2023-06-07 18:25:20 +08:00
parent e38074b1e6
commit 4298374265
10 changed files with 212 additions and 18 deletions
--- a/cacheflow/server/ray_utils.py
+++ b/cacheflow/server/ray_utils.py
@@ -14,15 +14,30 @@ DeviceID = Tuple[int, Optional[str], int]  # rank, node resource (node IP), devi
 def initialize_cluster(
    parallel_config: ParallelConfig,
    server_use_ray: bool = False,
-    address: Optional[str] = None,
+    ray_server_address: Optional[str] = None,
 ) -> Tuple[str, List[List[DeviceID]]]:
+    """Initialize the distributed cluster probably with Ray.
+
+    Args:
+        parallel_config: The configurations for parallel execution.

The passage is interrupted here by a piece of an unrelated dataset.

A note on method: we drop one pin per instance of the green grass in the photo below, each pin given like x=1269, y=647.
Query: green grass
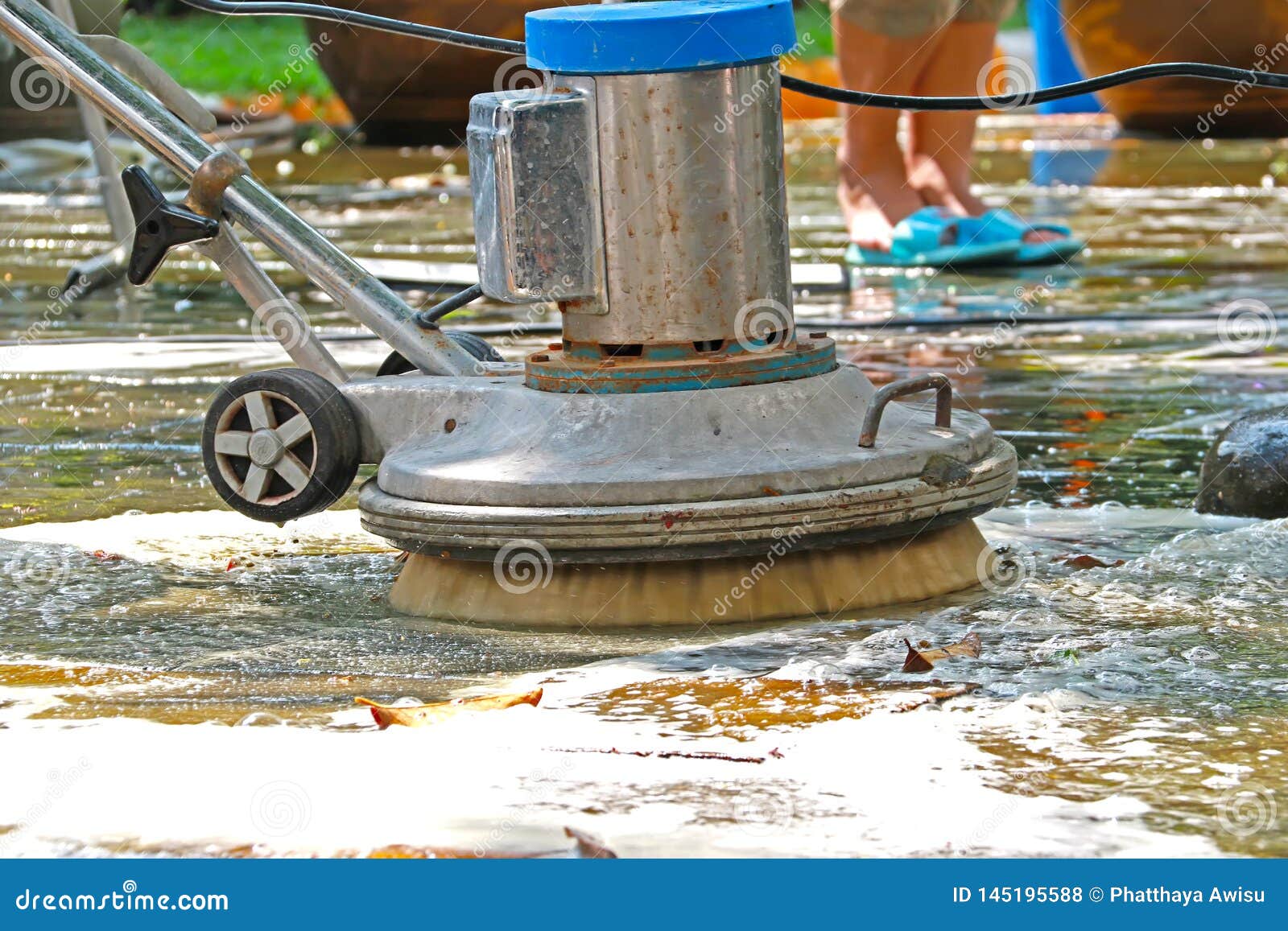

+        server_use_ray: Whether to use Ray for async server.
+        ray_server_address: The address of the Ray cluster. If None, uses
+            the default Ray cluster address.
+
+    Returns:
+        A tuple of (`distributed_init_method`, `all_stage_devices`). The
+        `distributed_init_method` is the address for initializing the
+        distributed backend. `all_stage_devices` includes device IDs for
+        each worker in each pipeline stage. Each device ID is a tuple of
+        (rank, node resource, device id).
+    """
    if parallel_config.worker_use_ray or server_use_ray:
        if ray is None:
            raise ImportError(
                "Ray is not installed. Please install Ray to use distributed "
                "serving.")
        # Connect to a ray cluster.
-        ray.init(address=address)
+        ray.init(address=ray_server_address)

    if not parallel_config.worker_use_ray:
        # Initialize cluster locally.